We turn to the second substantive issue which is whether or not the dismissal by the respondent
court of the criminal informations against accused Valencia, inured to the benefit of Valencia's coaccused. Because of the conclusion reached above, that is, that accused Francisco Valencia
was not legally entitled to the benefits of P.D. No. 370 and that the dismissal of the criminal
information as against him was serious error on the part of the respondent Judge, it may not be
strictly necessary to deal with this second issue. There was in fact nothing that could have inured to
the benefit of Valencia's co-accused. It seems appropriate to stress, nonetheless, that co-accused
and co-respondents Lee Teng and Priscilla Castillo de Cura, in order to enjoy the benefits of the tax
amnesty statute here involved, must show that they have individually complied with and come within
the terms of that statute. 11 The fact that conspiracy had been alleged in each of the criminal informations
here involved certainly could not result in an automatic exemption of Lee Teng and Priscilla Castillo de
Cura from compliance with the requirements of the tax amnesty statute.
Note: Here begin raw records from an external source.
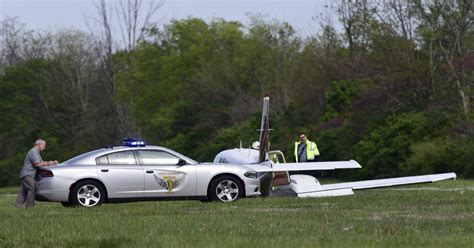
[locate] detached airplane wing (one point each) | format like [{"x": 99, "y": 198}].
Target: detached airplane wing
[
  {"x": 306, "y": 186},
  {"x": 312, "y": 166}
]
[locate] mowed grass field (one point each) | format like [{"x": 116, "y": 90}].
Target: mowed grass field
[{"x": 427, "y": 215}]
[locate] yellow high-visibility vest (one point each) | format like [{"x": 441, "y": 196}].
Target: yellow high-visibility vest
[{"x": 311, "y": 150}]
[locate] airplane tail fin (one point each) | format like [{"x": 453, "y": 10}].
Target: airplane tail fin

In the second place, assuming,
for present purposes only, that accused Francisco Valencia was (and he was not) legally entitled to the
benefits of P.D. No. 370 the defense of amnesty which (hypothetically) became available to Valencia was
personal to him. Once more, the allegation of conspiracy made in the several criminal informations here
involved, did not have the effect of making a defense available to one co-conspirator automatically
available to the other co-conspirators. The defense of the tax amnesty under P.D. No. 370 is, like insanity,
a personal defense; for that defense relates to the circumstances of a particular accused and not to the
character of the acts charged in the criminal information. The statute makes the defense of
extinguishment of liability available only under very specific circumstances and on the basis of reciprocity,
as it were: the claimant must disclose his previously untaxed income or wealth (which then may be
effectively subjected to future taxation) and surrender to the Government fifteen percent (15%) of such
income or wealth; then, and only then, would the claimant's liability be extinguished. Lee Teng and Pricilla
Castillo de Cura never pretended that they had complied with the requirements of PD No. 370, including
that of reciprocity.
We conclude that the respondent Judge's error in respect of the first and second substantive issues
considered above is so gross and palpable as to amount to arbitrary and capricious action and to
grave abuse of discretion. Those orders effectively prevented the People from prosecuting and

presenting evidence against the accused-respondents; they denied the People its day in court. It is
well-settled that:
[a] purely capricious dismissal of an information as herein involved, moreover,
deprives the State of fair opportunity to prosecute and convict. It denies the
prosecution its day in court. Accordingly, it is a dismissal without due process and,
therefore, null and void. A dismissal invalid for lack of a fundamental requisite, such
as due process, will not constitute a proper basis for the claim of double jeopardy. 12
WHEREFORE, the Orders of respondent Judge dated 15 July 1974, 18 November 1974, 31 March 1976 and 17
February 1977 are hereby SET ASIDE. Respondent Judge no longer being with the Judiciary, the branch of the Regional Trial Court of
Pampanga seized of Criminal Cases Nos. 439 and 440, and 538-543 inclusive, against the surviving respondent accused, 13 is hereby
ORDERED to proceed with the trial of these criminal cases. Costs against private respondents.

SO ORDERED.
Fernan, C.J., Gutierrez, Jr., Bidin and Cortes, JJ., concur.